On 05/25/2011 02:12 PM, Jan Kiszka wrote:
> On 2011-05-25 13:58, Gilles Chanteperdrix wrote:
>> On 05/25/2011 01:20 PM, Jan Kiszka wrote:
>>> On 2011-05-24 16:03, Gilles Chanteperdrix wrote:
>>>> On 05/24/2011 03:52 PM, Jan Kiszka wrote:
>>>>> On 2011-05-24 14:30, Gilles Chanteperdrix wrote:
>>>>>>>>>>> Do you already have an idea how to get that info to the delete hook
>>>>>>>>>>> function?
>>>>>>>>>> Yes. We start by not applying the list reversal patch, then the 
>>>>>>>>>> sys_ppd
>>>>>>>>>> is the first in the list. So, we can, in the function ppd_remove_mm,
>>>>>>>>>> start by removing all the others ppd, then remove the sys ppd (that 
>>>>>>>>>> is
>>>>>>>>>> the first), last. This changes a few signatures in the core code, a 
>>>>>>>>>> lot
>>>>>>>>>> of things in the skin code, but that would be for the better...
>>>>>>>>> I still don't see how this affects the order we use in
>>>>>>>>> do_taskexit_event, the one that prevents xnsys_get_ppd usage even when
>>>>>>>>> the mm is still present.
>>>>>>>> The idea is to change the cleanup routines not to call xnsys_get_ppd.
>>>>>>> ...and use what instead? Sorry, I'm slow today.
>>>>>> The sys_ppd passed as other argument to the cleanup function.
>>>>> That would affect all thread hooks, not only the one for deletion. And
>>>>> it would pull in more shadow-specific bits into the pod.
>>>>> Moreover, I think we would still be in troubles as mm, thus ppd,
>>>>> deletion takes place before last task deletion, thus taskexit hook
>>>>> invocation. That's due to the cleanup ordering in the kernel's do_exit.
>>>>> However, if you have a patch, I'd be happy to test and rework my leakage
>>>>> fix.
>>>> I will work on this ASAP.
>>> Sorry for pushing, but I need to decide if we should role out my
>>> imperfect fix or if there is chance to use some upstream version
>>> directly. Were you able to look into this, or will this likely take a
>>> bit more time?
>> I intended to try and do this next week-end. If it is more urgent than
>> that, I can try in one or two days. In any case, I do not think we
>> should try and workaround the current code, it is way to fragile.
> Mmh, might be true. I'm getting the feeling we should locally revert all
> the recent MPS changes to work around the issues. It looks like there
> are more related problems sleeping (we are still facing spurious
> fast-synch related crashes here - examining ATM).
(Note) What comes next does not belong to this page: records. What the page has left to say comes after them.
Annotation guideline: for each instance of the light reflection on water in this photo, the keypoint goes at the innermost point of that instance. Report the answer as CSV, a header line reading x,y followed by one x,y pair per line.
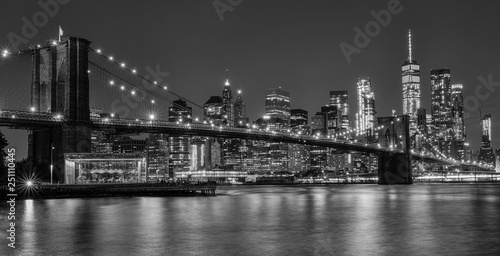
x,y
270,220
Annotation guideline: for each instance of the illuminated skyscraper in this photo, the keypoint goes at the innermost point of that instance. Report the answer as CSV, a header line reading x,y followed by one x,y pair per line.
x,y
457,103
178,146
411,85
339,99
214,110
240,112
180,112
366,105
486,126
227,101
278,104
441,109
486,154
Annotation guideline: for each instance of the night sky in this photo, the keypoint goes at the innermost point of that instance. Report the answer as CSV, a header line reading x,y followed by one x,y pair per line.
x,y
293,44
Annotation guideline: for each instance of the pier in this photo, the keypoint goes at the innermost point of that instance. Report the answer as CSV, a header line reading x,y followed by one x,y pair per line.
x,y
118,190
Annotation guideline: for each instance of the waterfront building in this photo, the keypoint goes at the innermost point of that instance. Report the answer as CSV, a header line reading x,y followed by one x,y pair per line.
x,y
486,154
340,100
410,74
277,105
179,146
123,144
457,103
298,119
86,168
366,107
214,110
227,103
240,112
441,109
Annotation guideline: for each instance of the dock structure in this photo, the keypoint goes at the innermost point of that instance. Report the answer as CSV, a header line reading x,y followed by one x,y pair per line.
x,y
119,190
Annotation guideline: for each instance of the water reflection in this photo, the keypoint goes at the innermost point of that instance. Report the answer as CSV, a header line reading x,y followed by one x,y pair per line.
x,y
266,220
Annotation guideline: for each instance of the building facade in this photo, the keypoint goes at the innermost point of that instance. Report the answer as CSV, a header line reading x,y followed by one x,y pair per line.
x,y
410,73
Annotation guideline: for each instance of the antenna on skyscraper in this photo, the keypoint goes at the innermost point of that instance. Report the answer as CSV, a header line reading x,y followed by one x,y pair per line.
x,y
409,45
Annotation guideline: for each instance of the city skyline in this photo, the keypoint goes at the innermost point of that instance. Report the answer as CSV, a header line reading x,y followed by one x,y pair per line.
x,y
316,69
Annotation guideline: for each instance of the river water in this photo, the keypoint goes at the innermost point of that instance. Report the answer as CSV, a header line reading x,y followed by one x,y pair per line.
x,y
430,219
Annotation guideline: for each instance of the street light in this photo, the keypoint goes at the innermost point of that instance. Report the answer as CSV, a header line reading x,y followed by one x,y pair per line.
x,y
51,161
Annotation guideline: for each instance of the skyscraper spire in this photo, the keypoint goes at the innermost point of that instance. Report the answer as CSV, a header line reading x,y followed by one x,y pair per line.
x,y
409,46
227,77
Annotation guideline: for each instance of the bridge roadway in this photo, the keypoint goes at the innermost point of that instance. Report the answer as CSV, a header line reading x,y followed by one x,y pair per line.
x,y
40,120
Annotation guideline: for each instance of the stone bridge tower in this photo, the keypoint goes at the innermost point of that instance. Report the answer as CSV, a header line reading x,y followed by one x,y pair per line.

This is the development head, it may remain broken for short times while
we are fixing. I would understand reverting on the 2.5 branch, not on -head.

> Another thing that just came to my mind: Do we have a well-defined
> destruction order of native skin or native tasks vs. system skin? I mean
> the latter destroys the local sem_heap while the former may purge
> remaining native resources (including the MPS fastlock). I think the
> ordering is inverted to what the code assumes (heap is destructed before
> the last task), no?

IMO, the system skin destroy callback should be called last, this should
solve these problems. This is what I was talking about.